However, tofu is not for everyone. Several different people have come up to me recently asking what they’re doing wrong or how to cook tofu in a way that makes it edible. These friends happen to be health nuts in their own right, just truly trying to figure out how to make tofu taste good. Even though it may seem like a right of passage into vegan-hood, the bottom line is that it’s just another food that some people like and some people don’t. It just so happens to be extremely versatile so many people don’t know that they like it until it is prepared to their tastes. The take away message here is short. 1, you are not a bad vegan if you don’t like tofu, 2, listen to your tongue (it’s like your heart, but gives clearer messages and won’t leave you in a pool of tears later on down the road) and the easily acceptable #3, be open to trying it new ways!
For all those that have asked, and those that haven’t, here is my go-to tofu preparation. It’s my favorite way to throw it into a meal (see chocolate covered katie for some KILLER desert interpretations). Here’s the full recipe for one of my favorite meals but feel free to just skim for the tofu advice.
Indian Roasted Cauliflower with tofu and sweet potato
Ingredients
- 1 block of “extra firm” tofu
- 1/2 head of cauliflower
- 1 medium sweet potato
- 3/4 cup of tiki masala sauce (I keep store-bought asian sauces on hand as a quick way to jazz up veggies)
- 1 tablespoon nut butter (trust me)
- 1/2 tablespoon salsa (I wanted an extra kick, but it’s optional)
Directions
- Open the package so that the tofu juice can drain out, empty as much as you can

- Now wrap it in paper towels. It may not be the most environmentally friendly advice I can suggest, but if you don’t have a tofu press it works pretty well.

- I normally make it a few layers thick, if I can already feel liquid soaking through I throw another layer on top. Then, I comfortably lodge it under a stack of cookbooks, or something equally heavy.

- Now go about your daily business. I let it wait for AT LEAST twenty minutes but I typically aim for 40. Especially for baking, it varies depending on how you’re planning on cooking it. If the paper towel soaks through you may want to swap it out for a dry one at some point.
- While you’re waiting, peel and chop the sweet potato and break apart the cauliflower.
- When your time is up, preheat the oven to 400F
- Next step is to unwrap it. It will likely be beautiful and appetizing at this point. Just kidding. It will look weird and smell of a rice field during monsoon season. I’m assuming. I haven’t actually been to a rice field.

- Now slice it up however you’d like. I typically make little cubes for when I’m tossing it in with veggies, kind of the same size as whatever else I’m cooking.

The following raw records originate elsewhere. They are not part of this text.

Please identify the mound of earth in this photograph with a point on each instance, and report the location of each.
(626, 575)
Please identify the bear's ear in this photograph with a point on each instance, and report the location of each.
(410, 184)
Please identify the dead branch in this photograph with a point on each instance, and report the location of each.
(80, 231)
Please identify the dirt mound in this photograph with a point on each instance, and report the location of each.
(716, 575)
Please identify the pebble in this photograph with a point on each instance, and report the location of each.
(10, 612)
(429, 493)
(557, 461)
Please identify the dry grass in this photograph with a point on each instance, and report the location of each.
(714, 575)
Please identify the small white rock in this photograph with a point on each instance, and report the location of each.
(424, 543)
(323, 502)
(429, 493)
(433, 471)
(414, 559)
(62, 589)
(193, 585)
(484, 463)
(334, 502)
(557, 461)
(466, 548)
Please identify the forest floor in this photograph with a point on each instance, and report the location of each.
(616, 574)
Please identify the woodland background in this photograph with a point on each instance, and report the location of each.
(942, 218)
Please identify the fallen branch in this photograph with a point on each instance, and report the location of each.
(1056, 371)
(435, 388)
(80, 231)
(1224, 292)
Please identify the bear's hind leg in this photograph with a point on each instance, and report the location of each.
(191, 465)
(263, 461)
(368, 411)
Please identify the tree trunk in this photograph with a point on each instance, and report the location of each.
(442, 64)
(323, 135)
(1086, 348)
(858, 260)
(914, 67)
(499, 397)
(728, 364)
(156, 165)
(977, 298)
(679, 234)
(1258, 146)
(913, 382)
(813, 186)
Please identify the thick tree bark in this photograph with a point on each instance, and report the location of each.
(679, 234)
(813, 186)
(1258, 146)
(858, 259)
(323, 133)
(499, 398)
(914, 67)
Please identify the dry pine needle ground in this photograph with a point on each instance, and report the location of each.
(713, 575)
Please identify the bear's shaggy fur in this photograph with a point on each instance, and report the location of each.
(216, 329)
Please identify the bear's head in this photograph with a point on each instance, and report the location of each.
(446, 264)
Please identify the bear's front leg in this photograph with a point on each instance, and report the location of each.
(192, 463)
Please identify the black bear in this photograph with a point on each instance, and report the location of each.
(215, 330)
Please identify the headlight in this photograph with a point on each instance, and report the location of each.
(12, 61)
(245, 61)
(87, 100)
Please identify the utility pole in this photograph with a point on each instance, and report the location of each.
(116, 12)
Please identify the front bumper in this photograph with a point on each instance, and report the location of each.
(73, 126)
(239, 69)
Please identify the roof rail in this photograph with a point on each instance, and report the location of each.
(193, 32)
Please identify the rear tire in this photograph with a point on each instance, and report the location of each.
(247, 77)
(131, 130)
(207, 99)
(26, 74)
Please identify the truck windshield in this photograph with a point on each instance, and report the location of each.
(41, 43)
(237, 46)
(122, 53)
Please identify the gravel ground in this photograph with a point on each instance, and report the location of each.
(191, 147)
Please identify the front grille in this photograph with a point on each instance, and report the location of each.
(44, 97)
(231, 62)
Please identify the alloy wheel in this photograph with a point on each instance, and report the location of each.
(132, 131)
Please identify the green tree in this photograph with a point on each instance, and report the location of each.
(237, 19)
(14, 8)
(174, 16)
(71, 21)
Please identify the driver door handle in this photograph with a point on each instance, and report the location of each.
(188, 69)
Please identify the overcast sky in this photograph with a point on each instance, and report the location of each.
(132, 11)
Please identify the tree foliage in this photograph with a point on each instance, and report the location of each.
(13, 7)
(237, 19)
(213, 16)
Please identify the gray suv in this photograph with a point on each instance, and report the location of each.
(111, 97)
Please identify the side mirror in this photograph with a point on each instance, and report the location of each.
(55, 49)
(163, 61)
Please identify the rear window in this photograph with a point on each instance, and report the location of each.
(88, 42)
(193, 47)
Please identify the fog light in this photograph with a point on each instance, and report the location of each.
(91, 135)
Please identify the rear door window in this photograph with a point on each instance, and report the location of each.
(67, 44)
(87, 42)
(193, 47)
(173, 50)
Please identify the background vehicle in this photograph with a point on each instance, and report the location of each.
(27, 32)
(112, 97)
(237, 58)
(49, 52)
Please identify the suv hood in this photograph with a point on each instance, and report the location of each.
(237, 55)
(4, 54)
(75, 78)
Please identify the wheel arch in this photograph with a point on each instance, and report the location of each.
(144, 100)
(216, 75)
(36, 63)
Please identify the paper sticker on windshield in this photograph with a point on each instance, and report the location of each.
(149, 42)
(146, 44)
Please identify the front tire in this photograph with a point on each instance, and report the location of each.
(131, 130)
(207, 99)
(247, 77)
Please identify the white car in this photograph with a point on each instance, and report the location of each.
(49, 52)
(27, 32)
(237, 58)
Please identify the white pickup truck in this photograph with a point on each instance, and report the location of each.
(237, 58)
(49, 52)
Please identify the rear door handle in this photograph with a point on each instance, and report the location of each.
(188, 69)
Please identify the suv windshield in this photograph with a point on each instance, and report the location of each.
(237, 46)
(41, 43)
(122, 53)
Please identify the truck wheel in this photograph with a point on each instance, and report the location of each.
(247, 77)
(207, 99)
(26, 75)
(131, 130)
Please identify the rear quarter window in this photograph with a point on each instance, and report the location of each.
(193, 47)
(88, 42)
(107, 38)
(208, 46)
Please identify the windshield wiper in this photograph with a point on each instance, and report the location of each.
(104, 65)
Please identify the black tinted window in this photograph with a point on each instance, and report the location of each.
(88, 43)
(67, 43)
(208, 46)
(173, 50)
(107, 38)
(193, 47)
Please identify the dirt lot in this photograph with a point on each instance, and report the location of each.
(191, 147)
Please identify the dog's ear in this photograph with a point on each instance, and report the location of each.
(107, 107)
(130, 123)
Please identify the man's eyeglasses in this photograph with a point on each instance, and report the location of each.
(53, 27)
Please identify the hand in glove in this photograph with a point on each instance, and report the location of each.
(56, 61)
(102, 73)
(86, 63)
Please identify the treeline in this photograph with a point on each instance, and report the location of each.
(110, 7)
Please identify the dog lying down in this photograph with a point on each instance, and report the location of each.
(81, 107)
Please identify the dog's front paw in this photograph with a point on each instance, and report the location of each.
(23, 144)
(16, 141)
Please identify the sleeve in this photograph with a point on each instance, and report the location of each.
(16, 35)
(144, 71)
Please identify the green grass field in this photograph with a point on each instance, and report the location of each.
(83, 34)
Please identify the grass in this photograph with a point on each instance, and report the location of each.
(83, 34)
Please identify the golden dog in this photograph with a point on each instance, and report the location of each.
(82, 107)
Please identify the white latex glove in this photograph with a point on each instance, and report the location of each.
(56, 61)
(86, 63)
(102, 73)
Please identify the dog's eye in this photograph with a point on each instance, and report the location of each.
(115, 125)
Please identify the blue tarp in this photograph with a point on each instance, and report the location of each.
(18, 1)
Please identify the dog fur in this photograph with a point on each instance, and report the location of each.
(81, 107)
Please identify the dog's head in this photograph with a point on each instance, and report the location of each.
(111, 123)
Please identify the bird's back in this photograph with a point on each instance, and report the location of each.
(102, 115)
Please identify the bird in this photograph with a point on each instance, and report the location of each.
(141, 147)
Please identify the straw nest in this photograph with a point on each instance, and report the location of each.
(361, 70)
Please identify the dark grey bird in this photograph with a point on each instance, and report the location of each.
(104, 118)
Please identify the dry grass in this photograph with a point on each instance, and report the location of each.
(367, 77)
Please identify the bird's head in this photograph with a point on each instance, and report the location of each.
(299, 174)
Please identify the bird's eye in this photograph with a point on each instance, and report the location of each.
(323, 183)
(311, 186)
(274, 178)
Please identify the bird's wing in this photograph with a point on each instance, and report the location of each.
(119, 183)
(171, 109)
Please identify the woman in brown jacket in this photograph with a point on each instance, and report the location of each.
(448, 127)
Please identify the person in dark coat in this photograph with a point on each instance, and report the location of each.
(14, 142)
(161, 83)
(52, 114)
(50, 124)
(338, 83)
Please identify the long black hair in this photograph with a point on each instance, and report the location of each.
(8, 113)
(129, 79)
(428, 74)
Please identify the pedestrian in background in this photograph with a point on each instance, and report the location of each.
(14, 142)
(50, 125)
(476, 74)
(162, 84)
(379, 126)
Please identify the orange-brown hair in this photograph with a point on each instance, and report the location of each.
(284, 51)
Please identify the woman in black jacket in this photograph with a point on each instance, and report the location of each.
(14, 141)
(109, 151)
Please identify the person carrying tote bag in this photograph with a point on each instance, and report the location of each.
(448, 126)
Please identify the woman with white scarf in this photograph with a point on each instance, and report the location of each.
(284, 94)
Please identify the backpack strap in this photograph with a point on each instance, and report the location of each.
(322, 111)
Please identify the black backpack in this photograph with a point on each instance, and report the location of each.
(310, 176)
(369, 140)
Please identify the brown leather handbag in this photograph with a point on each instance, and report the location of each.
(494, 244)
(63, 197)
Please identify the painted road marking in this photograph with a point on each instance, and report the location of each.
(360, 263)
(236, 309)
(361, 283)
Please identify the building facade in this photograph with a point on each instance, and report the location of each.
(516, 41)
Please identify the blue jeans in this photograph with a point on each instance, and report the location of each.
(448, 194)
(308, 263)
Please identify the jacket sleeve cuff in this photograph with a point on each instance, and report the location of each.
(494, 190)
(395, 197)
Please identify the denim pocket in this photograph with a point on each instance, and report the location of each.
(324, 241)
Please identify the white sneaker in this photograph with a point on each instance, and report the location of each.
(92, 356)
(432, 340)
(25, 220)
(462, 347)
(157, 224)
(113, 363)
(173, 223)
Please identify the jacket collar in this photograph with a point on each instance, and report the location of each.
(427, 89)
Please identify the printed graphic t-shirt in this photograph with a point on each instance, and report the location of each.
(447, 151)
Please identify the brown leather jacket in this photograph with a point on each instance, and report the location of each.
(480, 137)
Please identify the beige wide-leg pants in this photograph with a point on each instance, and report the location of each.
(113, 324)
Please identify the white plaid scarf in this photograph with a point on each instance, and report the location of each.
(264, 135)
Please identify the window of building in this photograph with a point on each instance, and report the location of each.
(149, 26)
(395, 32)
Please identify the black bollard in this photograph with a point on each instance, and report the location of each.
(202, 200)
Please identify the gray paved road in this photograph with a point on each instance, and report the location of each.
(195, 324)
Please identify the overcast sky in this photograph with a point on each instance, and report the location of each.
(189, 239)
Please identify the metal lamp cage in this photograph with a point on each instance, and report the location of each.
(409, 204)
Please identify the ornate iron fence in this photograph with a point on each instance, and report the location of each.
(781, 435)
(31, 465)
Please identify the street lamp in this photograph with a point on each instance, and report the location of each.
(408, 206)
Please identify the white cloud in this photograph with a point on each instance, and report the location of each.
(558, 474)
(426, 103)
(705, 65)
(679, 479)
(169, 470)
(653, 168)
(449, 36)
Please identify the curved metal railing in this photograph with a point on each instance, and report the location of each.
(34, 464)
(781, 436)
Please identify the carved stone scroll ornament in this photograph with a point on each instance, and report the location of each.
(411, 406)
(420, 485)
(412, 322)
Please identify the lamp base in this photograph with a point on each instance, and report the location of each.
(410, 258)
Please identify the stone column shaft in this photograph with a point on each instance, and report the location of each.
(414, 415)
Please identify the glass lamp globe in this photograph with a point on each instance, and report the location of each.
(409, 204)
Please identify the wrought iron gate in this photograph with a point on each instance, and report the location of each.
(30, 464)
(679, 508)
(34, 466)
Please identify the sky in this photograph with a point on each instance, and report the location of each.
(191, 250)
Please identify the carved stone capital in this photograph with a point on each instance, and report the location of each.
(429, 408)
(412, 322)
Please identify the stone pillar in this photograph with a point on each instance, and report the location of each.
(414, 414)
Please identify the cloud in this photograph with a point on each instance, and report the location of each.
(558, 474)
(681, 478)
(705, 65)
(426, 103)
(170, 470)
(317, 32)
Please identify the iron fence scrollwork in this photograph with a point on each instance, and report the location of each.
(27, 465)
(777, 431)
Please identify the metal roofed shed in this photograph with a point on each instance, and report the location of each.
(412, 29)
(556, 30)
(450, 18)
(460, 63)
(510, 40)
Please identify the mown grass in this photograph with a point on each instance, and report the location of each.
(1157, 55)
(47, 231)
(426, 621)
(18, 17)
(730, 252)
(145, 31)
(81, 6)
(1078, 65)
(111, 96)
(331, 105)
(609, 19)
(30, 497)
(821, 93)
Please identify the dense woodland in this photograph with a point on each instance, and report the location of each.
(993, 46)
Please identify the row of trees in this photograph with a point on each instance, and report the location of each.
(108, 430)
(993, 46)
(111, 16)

- I mixed the tiki masala with the pb and salsa first (heating to make it easier), and then pour it over the cauliflower, sweet potatoes and tofu. Mmmmmm.

- Grease a pan, spread the veggie mixture out, toss it in the oven, and set a timer for 15 min.
- Half way through flip the veggies over so they can bake evenly, and set it for another 15 min.
- Total bake time is normally between 30-45 minutes for me, but I check it frequently at the end.
- You’re looking for a golden, slightly tough exterior. Similar to chicken nuggets. Since you’re not frying, it won’t get that hard crispy crunch, so if you cook it too long it will just burn.
- When it’s done and your whole house is smelling heavenly, serve it up how you’d like and dig in! The first night I had it with spinach and rice, but I had them alone for leftovers and I think I preferred that method.
Enjoy! Feel free to through feedback my way, very open to new ideas!